Final Regulations and New Proposed Regulations

In December, 2013, Treasury and the IRS issued final regulations and new proposed regulations under section 871(m).  The final regulations apply the four categories of Specified NPCs set forth in section 871(m) to payments made through December 31, 2015.  The new proposed regulations, if finalized, would apply to all payments made on a Specified NPC beginning on January 1, 2016, regardless of when the NPC is executed.  The proposed regulations also would apply to all payments made on a “Specified ELI” on or after January 1, 2016, but only with respect to an ELI acquired on or after March 5, 2014. 

The new proposed regulations eliminate the seven categories of Specified NPCs set forth in the original proposed regulations.  Instead, the new proposed regulations provide that NPCs and ELIs will be treated as Specified NPCs or Specified ELIs if the instrument has a delta of 0.7 or more on the date the instrument is acquired.  For this purpose, “delta” is the ratio of (i) the change in the fair market value of the NPC or ELI to (ii) the change in the fair market value of the property referenced by the NPC or ELI.  The proposed regulations provide that the delta is deemed to be 1.0 if the ratio is not reasonably expected to vary during the term of the transaction.   

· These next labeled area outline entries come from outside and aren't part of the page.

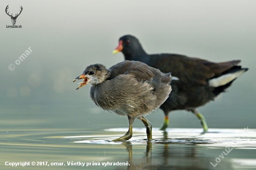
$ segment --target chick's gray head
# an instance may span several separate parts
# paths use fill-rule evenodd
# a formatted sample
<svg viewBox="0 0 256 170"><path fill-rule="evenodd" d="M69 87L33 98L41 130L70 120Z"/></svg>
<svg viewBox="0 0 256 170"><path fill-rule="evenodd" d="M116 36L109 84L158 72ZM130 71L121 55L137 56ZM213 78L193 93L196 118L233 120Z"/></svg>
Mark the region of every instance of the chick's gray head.
<svg viewBox="0 0 256 170"><path fill-rule="evenodd" d="M105 66L101 64L95 64L88 66L82 74L77 77L73 82L80 79L84 80L79 83L79 86L76 90L86 85L93 86L102 83L109 77L109 72Z"/></svg>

Dividend Equivalent Amounts

The proposed regulations define a dividend equivalent payment as any gross amount with respect to a Specified NPC or Specified ELI that references the payment of a dividend on an underlying security, and such payment is used in computing any net amount transferred to or from a long party, even if that party does not actually receive payment.  An “underlying security” generally is the stock of a U.S. Subchapter C corporation.  A payment includes any amount that explicitly or implicitly references an actual or estimated amount of dividends in computing one or more of the terms of the transaction, such as purchase price, premium, or upfront payments. 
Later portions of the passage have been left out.